It was impossible for me to approach Scott McClellan's
What Happened with a completely open mind, as it will be, I think, for many readers. But, if writing is a catharsis, the book must have seemed like the equivalent of five years of intensive therapy to its author.
Despite my initial respect for McClellan's courage in writing the memoir, I couldn't help feeling, as this detailed chronicle of the disintegration of George W. Bush's presidency unfolded, that the book is as much a self serving expiation as it is a revelatory examination of power run amuck. There is nothing particularly new to be learned here, only sad reaffirmations of what most of us have known for a long time. Oddly enough, What Happened is, by turns, appalling, preachy, and tedious. Its only genuinely startling aspect is the fact that Mr. McClellan was one of the hardcore loyalists, whose relationship with Bush stretches back to his time as governor of Texas.
Scott was the youngest of four sons born to Barr McClellan, an attorney, and Carole Keeton Strayhorn, a colorful, three-term mayor of Austin. The couple divorced when Scott was ten-years-old. He began his career working on his mother's campaigns. The young man's dedication was brought to the attention of Governor Bush, whom McClellan admired for his non-partisan approach to politics, his accessibility, and his wit (prompting me to wonder if the word "wit" means something different in Texas). McClellan was hired as the governor's deputy press secretary. Like many in Bush's Texas entourage, he went to Washington in 2000 with the newly elected president.
Bush was determined not to repeat what he regarded as a grievous fault of the Clinton years; the non-stop political campaigning that influenced nearly every decision emanating from the White House. To help effect his storybook transformation of government, the president brought along Karl Rove, an acclaimed guru of Texas Republican politics. Unencumbered with scruples, Rove had a reputation for ruthlessness that gave even the gentle-hearted McClellan pause, although not to the extent that he seriously questioned Mr. Bush's unwavering devotion to such a polarizing figure.

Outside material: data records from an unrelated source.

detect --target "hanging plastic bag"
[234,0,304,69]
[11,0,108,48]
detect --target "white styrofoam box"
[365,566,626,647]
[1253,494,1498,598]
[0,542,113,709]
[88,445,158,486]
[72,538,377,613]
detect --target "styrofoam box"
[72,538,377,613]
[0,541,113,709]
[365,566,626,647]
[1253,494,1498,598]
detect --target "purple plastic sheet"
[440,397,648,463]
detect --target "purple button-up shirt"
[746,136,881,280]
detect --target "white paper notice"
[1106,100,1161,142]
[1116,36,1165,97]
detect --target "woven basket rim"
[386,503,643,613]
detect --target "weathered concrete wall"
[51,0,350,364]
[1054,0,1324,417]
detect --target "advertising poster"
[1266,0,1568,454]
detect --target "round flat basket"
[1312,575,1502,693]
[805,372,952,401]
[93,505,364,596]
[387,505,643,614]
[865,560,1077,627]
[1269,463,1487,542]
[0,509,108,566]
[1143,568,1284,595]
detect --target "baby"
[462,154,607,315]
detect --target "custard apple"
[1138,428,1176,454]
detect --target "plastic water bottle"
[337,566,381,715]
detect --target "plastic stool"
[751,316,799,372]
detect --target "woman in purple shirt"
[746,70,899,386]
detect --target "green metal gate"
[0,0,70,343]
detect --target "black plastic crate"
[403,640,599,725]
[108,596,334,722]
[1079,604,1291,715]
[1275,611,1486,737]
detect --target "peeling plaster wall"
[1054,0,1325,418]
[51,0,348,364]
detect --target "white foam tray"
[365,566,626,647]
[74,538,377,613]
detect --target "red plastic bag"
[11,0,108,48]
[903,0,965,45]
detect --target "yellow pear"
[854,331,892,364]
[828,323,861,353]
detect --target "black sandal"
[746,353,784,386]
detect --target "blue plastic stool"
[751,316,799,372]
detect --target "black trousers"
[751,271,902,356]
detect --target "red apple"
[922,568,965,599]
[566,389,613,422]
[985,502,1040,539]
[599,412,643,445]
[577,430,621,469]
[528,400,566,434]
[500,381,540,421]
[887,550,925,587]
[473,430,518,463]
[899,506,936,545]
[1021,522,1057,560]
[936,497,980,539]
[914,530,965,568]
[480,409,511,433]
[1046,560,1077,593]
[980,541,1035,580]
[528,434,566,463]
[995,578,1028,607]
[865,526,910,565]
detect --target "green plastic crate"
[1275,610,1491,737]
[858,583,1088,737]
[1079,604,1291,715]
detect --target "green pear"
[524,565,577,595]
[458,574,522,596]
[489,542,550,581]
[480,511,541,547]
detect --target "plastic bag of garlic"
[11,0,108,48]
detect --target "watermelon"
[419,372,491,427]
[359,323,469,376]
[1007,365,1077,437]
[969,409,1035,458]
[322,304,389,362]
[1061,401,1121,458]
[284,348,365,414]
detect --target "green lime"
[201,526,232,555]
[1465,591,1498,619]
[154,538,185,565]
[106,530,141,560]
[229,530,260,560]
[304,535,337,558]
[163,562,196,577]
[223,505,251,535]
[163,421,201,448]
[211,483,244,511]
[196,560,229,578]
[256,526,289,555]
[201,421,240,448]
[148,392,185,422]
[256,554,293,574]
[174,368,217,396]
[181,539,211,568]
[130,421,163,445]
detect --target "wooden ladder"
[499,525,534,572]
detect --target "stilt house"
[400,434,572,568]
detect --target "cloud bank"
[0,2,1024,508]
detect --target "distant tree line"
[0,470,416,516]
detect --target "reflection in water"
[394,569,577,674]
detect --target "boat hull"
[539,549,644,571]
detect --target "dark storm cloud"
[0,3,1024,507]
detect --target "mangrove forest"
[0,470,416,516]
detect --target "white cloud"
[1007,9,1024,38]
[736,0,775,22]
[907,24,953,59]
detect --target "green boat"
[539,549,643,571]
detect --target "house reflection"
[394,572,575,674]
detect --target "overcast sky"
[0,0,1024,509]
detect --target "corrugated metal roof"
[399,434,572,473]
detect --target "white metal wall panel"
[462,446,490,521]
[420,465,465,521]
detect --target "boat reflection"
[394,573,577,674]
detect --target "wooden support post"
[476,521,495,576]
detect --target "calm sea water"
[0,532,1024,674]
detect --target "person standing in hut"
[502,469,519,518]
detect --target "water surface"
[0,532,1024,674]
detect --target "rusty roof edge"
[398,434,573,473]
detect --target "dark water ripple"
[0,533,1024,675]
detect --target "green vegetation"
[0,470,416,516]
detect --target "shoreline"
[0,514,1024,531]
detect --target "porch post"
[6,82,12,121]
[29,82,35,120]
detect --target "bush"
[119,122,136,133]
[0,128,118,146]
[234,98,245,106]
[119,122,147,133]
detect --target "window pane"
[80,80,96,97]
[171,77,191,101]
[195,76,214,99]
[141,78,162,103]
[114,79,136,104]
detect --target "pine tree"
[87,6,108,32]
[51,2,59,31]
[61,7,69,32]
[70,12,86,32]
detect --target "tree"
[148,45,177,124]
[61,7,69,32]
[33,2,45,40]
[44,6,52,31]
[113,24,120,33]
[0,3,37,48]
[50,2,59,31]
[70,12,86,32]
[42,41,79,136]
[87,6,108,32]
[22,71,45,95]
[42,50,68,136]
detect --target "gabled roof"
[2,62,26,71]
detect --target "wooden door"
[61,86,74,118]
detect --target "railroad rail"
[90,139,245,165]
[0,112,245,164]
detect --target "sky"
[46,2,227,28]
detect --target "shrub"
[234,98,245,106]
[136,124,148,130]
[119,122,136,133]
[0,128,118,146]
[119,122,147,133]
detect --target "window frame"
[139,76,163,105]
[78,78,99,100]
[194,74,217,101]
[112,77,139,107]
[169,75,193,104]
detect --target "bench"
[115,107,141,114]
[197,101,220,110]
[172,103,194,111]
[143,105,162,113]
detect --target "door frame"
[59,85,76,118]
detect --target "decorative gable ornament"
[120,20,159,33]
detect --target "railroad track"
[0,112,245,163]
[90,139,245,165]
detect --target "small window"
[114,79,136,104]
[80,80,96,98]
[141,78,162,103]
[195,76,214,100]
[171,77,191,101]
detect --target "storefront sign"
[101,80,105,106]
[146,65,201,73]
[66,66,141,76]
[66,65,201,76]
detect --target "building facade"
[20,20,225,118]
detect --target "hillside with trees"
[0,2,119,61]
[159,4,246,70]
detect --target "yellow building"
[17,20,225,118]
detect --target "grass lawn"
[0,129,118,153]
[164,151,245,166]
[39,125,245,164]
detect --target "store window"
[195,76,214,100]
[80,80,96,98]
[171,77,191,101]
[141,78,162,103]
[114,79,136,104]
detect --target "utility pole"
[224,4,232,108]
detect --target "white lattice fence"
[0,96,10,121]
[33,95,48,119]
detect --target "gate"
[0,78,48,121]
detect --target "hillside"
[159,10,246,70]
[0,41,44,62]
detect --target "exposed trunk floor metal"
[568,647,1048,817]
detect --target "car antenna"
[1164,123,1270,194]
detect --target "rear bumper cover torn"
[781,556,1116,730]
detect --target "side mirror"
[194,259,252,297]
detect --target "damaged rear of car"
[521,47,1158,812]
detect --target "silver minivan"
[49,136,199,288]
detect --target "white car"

McClellan eventually served as White House Press Secretary from July 2003 until April 2006. Three momentous events shaped his tenure. Each, as it played out, had an impact upon his eventual disillusionment with the people for whom he worked: The failure to find any credible evidence of the existence of weapons of mass destruction in Iraq, the federal government's disgracefully inept response to Hurricane Katrina, and, most damaging to McClellan personally, the divulging of Valerie Plame as a CIA operative in retribution for her husband's comments about the lack of evidence to support the urgency of invading Iraq.
My opinion of McClellan remained steadfastly ambivalent. He seems a curious mixture of idealistic Boy Scout, GOP team player, and master of self-deception. If he accuses Mr. Bush of hearing only what he wants to hear, the same might be said of McClellan, whose judgment of character seems roughly on a par with Elizabeth Taylor's instinct for good husband material.
McClellan may finally perceive George W. Bush as a deeply flawed man, but he can never quite bring himself to hold Bush fully responsible for his disastrous decisions (despite a few nods to the adage about where the buck stops), like an indulgent parent who refuses to acknowledge serious faults in his child. History, McClellan cautions, will be the final arbiter the Bush presidency. Sound familiar?
His early experiences working with Bush are so contrary to what we have come to know about the personality of the man as to make the reader wonder if Bush underwent some horrific Jekyll/Hyde transformation on the way to Washington from which he has never recovered.
The president emerges as his own cardboard ideal of what a great leader should be; a tireless dispenser of grade school civics platitudes in tandem with a fatal lack of concern for how they are implemented or any long-term impacts. "Freedom" is Bush's operative word, with very little substantive regard to its cost or, for that matter, if the people he is trying to foist it upon are even particularly interested. What matters is that he thinks that they should want it.
Even the barbs, aimed at those for whom McClellan clearly has little regard, seem cautiously blunted, except for Rove and for Condoleezza Rice, whom he believes bears a particular responsibility for the most catastrophic mistakes of the Bush administration -- coupled with a genius for shifting that responsibility onto someone else's shoulders. Cheney is mostly relegated to the status of the White House's resident spook -- elusive, deceptive, and pathologically secretive.
I waited for one line that never came in What Happened, at least not verbatim: "I was only doing what I was told to do." A lot of people used that excuse at Nuremberg. Mr. McClellan may not deserve the hangman's rope, but his belated mea culpa is still scant comfort to over 4,000 American dead and a country teetering on the edge of the abyss.